EXAMPLE 3 Cardiac Gene Transfer with nNOS into Sympathetic Nerves Reverses Abnormal Neurotransmission

Sympathetic hyper-responsiveness seen in hypertension may result from oxidative stress impairing the nitric oxide (NO)—cGMP pathway. The hypothesis that gene transfer with neuronal NO synthase (nNOS) restores sympathetic balance in the spontaneously hypertensive rat (SHR) was therefore tested. Percutaneous gene transfer to the right atrial wall was performed in 16-20 weeks old male SHRs and Wistar-Kyoto (WKY) rats, using 5×10¹⁰ particles of adenovirus constructed with a noradrenergic neuron-specific promoter (PRS×8) encoding nNOS (Ad.PRS-nNOS) or enhanced green fluorescence protein (Ad.PRS-eGFP). Five days after transduction, isolated right atria were removed and evoked [³H]norephinephrine (NE) release, NOS activity and cGMP was measured. Tissue levels of cGMP were significantly reduced in Ad.PRS-eGFP treated SHR (0.37±0.01 pmol/mg protein, n=6) compared to Ad.PRS-eGFP treated WKY atria (0.44±0.02 pmol/mg protein, n=6, p<0.05).

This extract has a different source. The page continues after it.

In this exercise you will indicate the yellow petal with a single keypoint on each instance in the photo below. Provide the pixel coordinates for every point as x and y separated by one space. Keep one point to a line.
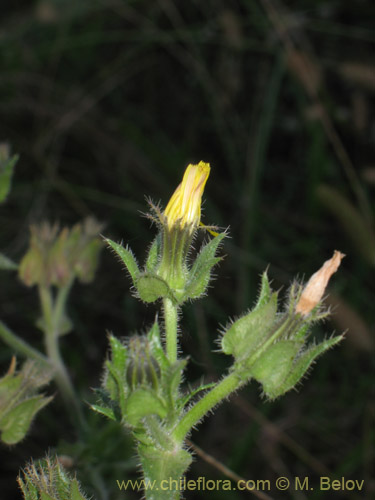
184 207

In the SHR (Ad.PRS-eGFP treated, n=6) NE release was greater compared to WKY atria (Ad.PRS-eGFP treated, n=5, p<0.05); sGC inhibitor 1H-(1,2,4)oxadiazolo(4,3-a)quinoxaline-1-one (ODQ, 10 μmol/L) did not effect Ad.PRS-eGFP treated SHR. Atria treated with Ad.PRS-nNOS had enhanced nNOS activity when compared to Ad.PRS-eGFP treated atria (SHR increased by 40.08±10.03%; WKY increased by 24.90±8.85%; n=6 in each group). Gene transfer with Ad.PRS-nNOS (n=6) in WKY rats caused a 16.12±3.13% reduction in NE release compared to Ad.PRS-eGFP treated atria (n=5, p<0.01). ODQ significantly enhanced the NE release in Ad.PRS-nNOS or Ad.PRS-eGFP treated WKY atria. Gene transfer with Ad.PRS-nNOS in SHR (n=6) attenuated the NE release by 21.24±3.97% compared to Ad.PRS-eGFP (n=5, p<0.05). This attenuation was reversed by ODQ. Gene transfer with Ad.PRS-nNOS also restored cGMP levels in SHR (0.50±0.05 pmol/mg protein, n=6) to those seen in WKY atria

EXAMPLE 4 Pharmacological Manipulation of NO-cGMP Pathway

Effect NO Donor

Administration of 20 μmol/L SNP significantly enhanced the release of [³ H]ACh to 5 Hz field stimulated in the WKY (n=8, p<0.05, paired t-test; see FIG. 8A,C), whereas there was no effect in the SHR (n=6, FIG. 8B,C). This translated functionally where SNP significantly enhanced the rate responsiveness to vagal stimulation in the isolated double atrial preparation in the WKY (n=7; p<0.05, paired t-test; FIG. 8D). However, no response was seen in the SHR (n=6) despite a similar increase in basal heart rate in the two strains (WKY: +49±7 (n=8) vs. SHR: +43±6 (n=6) bpm) due the well established action of NO on the pacemaker itself.